= Ioan Sterca-Șuluțiu =

Ethnic Romanian bureaucrat

Ioan Sterca-Șuluțiu (1796-1858) was an ethnic Romanian bureaucrat in the administration of Imperial Austrian Transylvania, owner of gold mines at Abrud, and the brother of Greek-Catholic Metropolitan Alexandru Sterca-Șuluțiu. He was the father of the judge Dionisie Sterca-Șuluțiu and of the historian Iosif Sterca-Șuluțiu.

Born in Abrudbánya, Alsó-Fehér County, Principality of Transylvania (present-day Abrud, Alba County, Romania) Șuluțiu served as an officer in the Imperial and Royal Army, during the last years of the Napoleonic Wars.

Upon the outbreak of the Transylvanian Revolution of 1848, Șuluțiu, who for years had worked in the administration of his native town, was unanimously proclaimed tribune over the area, with the rank of major. Serving in the Auraria Gemina Legion under Avram Iancu, he played a decisive role in organizing the local moți along military lines. That year, his house in Abrud served as a meeting place for the ethnic Romanian leaders of the Transylvanian revolution that year, and as a place of refuge for participants in the Wallachian revolutionary movement. Alexandru G. Golescu stayed in Șuluțiu's house until Russian troops entered Transylvania, when he fled to Paris.
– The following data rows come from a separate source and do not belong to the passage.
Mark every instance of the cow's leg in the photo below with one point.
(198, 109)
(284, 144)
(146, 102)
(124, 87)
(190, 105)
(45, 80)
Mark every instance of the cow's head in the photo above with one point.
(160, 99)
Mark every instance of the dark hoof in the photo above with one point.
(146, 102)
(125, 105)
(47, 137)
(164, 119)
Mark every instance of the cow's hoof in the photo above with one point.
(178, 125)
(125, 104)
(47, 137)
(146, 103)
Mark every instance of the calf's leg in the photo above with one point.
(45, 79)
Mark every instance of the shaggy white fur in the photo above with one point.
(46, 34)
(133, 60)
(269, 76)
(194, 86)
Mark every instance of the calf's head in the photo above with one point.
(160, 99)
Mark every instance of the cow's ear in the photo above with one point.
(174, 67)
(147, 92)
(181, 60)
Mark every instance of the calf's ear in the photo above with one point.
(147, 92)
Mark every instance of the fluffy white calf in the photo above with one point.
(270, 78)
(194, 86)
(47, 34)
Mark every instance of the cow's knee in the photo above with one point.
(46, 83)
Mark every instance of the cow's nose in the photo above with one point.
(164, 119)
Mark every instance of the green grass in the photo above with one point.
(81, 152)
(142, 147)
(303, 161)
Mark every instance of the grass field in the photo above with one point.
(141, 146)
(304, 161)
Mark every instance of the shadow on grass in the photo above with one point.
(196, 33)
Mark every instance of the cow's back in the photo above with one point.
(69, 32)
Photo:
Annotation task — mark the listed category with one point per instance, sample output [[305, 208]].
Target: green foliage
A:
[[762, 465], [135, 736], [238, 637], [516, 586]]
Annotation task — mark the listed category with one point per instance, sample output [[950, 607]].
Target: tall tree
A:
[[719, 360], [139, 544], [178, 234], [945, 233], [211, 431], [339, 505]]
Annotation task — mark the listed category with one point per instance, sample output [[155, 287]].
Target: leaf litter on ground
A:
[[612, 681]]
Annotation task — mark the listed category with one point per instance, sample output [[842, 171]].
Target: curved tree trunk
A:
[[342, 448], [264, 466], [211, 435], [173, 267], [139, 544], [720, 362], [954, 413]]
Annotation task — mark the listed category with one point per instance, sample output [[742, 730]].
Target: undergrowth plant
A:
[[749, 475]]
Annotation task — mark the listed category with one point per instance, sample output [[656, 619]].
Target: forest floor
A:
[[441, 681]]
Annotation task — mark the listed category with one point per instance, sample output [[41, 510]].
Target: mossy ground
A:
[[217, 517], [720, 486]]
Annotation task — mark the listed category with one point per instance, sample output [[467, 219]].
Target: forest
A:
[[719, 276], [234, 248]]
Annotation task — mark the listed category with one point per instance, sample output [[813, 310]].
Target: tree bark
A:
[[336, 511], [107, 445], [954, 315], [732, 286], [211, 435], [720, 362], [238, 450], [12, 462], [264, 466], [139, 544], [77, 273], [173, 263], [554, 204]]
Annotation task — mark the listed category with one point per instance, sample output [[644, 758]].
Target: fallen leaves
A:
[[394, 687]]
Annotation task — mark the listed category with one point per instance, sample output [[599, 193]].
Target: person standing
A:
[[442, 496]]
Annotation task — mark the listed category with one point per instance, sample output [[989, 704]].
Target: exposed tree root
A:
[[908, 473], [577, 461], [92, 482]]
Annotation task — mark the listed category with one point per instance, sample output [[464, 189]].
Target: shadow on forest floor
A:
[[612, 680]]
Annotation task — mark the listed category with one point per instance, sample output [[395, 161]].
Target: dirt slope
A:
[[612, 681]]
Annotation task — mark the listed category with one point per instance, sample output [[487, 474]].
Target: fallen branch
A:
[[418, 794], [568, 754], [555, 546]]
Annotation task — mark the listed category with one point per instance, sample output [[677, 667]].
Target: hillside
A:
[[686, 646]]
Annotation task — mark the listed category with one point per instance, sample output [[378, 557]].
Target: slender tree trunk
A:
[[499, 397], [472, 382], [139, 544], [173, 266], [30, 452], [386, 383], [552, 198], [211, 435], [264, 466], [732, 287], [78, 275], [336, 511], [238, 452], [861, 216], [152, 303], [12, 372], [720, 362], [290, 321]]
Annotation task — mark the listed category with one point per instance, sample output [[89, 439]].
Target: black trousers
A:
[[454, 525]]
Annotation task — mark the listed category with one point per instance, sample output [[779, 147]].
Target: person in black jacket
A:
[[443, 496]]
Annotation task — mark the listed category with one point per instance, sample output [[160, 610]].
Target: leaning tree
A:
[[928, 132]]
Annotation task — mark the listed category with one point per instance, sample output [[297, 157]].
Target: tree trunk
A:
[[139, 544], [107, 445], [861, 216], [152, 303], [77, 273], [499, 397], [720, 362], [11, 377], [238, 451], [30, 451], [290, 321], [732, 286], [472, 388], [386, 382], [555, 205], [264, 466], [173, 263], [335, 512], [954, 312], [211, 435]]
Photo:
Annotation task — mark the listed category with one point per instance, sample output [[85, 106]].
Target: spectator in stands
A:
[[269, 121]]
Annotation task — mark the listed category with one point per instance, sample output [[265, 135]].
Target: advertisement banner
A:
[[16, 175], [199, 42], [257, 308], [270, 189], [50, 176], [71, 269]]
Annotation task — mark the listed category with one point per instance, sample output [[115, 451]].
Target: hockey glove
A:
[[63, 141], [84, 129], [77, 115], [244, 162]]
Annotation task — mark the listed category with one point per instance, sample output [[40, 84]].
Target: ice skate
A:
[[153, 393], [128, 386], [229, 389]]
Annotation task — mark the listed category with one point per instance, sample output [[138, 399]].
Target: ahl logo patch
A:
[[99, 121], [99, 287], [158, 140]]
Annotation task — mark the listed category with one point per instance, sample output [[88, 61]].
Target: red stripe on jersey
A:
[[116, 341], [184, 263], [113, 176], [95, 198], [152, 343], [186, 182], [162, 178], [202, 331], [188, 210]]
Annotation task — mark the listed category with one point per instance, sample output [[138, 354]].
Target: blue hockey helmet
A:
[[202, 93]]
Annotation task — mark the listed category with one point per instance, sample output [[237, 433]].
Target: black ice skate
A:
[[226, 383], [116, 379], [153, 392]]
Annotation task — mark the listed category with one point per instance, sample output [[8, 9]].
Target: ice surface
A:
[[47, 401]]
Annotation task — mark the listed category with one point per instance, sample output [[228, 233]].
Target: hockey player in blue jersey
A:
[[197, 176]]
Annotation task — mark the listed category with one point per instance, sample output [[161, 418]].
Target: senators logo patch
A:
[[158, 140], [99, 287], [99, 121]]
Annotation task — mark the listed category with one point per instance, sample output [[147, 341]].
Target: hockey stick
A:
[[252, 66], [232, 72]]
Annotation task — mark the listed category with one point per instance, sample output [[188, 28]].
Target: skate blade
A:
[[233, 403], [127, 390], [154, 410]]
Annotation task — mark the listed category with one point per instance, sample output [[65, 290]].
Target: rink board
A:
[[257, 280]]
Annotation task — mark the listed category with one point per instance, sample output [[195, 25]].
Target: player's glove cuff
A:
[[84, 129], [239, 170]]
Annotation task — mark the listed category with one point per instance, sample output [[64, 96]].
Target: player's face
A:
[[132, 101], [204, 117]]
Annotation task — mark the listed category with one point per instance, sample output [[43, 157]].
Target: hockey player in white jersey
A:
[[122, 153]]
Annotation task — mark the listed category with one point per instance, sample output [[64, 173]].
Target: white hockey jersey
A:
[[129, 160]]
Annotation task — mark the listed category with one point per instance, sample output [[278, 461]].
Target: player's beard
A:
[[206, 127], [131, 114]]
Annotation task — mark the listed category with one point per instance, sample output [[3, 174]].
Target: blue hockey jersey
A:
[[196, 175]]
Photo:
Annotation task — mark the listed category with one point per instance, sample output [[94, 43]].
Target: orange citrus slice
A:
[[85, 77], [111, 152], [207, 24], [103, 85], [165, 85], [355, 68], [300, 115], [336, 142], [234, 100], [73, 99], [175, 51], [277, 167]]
As an experienced soldier, Șuluțiu was the tactical leader of the 1848 Romanian military operations in the Apuseni Mountains against the Hungarian revolutionary government. While the main weapon of the revolutionaries was the lance made by village craftsmen, their artillery was limited to the cherry-wood cannon invented by Șuluțiu, and used against the Hungarian revolutionaries.

With Șuluțiu acting as an intermediary, the Austrian commander of the citadel at Alba Iulia sent munitions to the inhabitants of the mountains, in order to bolster their resistance against the pressure of the revolutionary Hungarian armies.

Șuluțiu also distinguished himself after the end of the revolution, by developing Romanian enterprises in Transylvania.